Question

(a) What is an antiderivative of a function f?

(b) Suppose \({{\bf{F}}_{\bf{1}}}\) and \({{\bf{F}}_2}\) are both antiderivatives of on an interval I. How are \({{\bf{F}}_{\bf{1}}}\) and \({{\bf{F}}_2}\) related?

Short answer

(a) The antiderivative of a function f is F, where \(\int {f\left( x \right)} dx = F\left( x \right) + C\).

(b) The relation between \({F_1}\) and \({F_2}\) is given as \({F_1} = {F_2} + c\).

Step-by-step solution

Part (a)

The antiderivative of function \(f\left( x \right)\) is a function whose output or we can say derivative is equal to \(F'\left( x \right)\) for all x in the domain of the function \(f\left( x \right)\). That is, if \(F'\left( x \right) = f\left( x \right)\), then we can say \(F\left( x \right)\) is the antiderivative of \(f\left( x \right)\).

Where, \(\int {f\left( x \right)} dx = F\left( x \right) + C\), for any constant C.

Example

Consider two functions as below:

\(F\left( x \right) = {x^3} - 5x + 2\)and \(f\left( x \right) = 3{x^2} - 5\)

Check whether \(f\left( x \right)\) is the antiderivative of \(F\left( x \right)\).

Find derivative of \(F\left( x \right)\).

\(F'\left( x \right) = 3{x^2} - 5\)

As, \(F'\left( x \right) = f\left( x \right)\), so \(f\left( x \right)\) is the antiderivative of \(F\).

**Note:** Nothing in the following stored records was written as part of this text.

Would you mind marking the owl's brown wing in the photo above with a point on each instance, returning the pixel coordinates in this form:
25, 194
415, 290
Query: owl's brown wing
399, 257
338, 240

Eventually, \(F\) is an antiderivative of \(f\).

Part (b)

Two given functions are \({F_1}\) and \({F_2}\), which are derivative antiderivative of \(f\) on any \(I\). Then,

\(\int f = {F_1}{\rm{ or }}f = \frac{{d{F_1}}}{{dx}}{\rm{ }}......\left( 1 \right)\)

\(\int f = {F_2}{\rm{ or }}f = \frac{{d{F_2}}}{{dx}}{\rm{ }}......\left( 2 \right)\)

Subtract equation (2) from (1).

\(\begin{aligned}{c}\frac{{d{F_1}}}{{dx}} - \frac{{d{F_2}}}{{dx}} = f - f\\\frac{d}{{dx}}\left( {{F_1} - {F_2}} \right) = 0\end{aligned}\)

Now, integrate both the sides.

\(\begin{aligned}{c}{F_1} - {F_2} = c\\{F_1} = {F_2} + c\end{aligned}\)

Where, c is a constant.

So, a relation between \({F_1}\) and \({F_2}\) is \({F_1} = {F_2} + c\).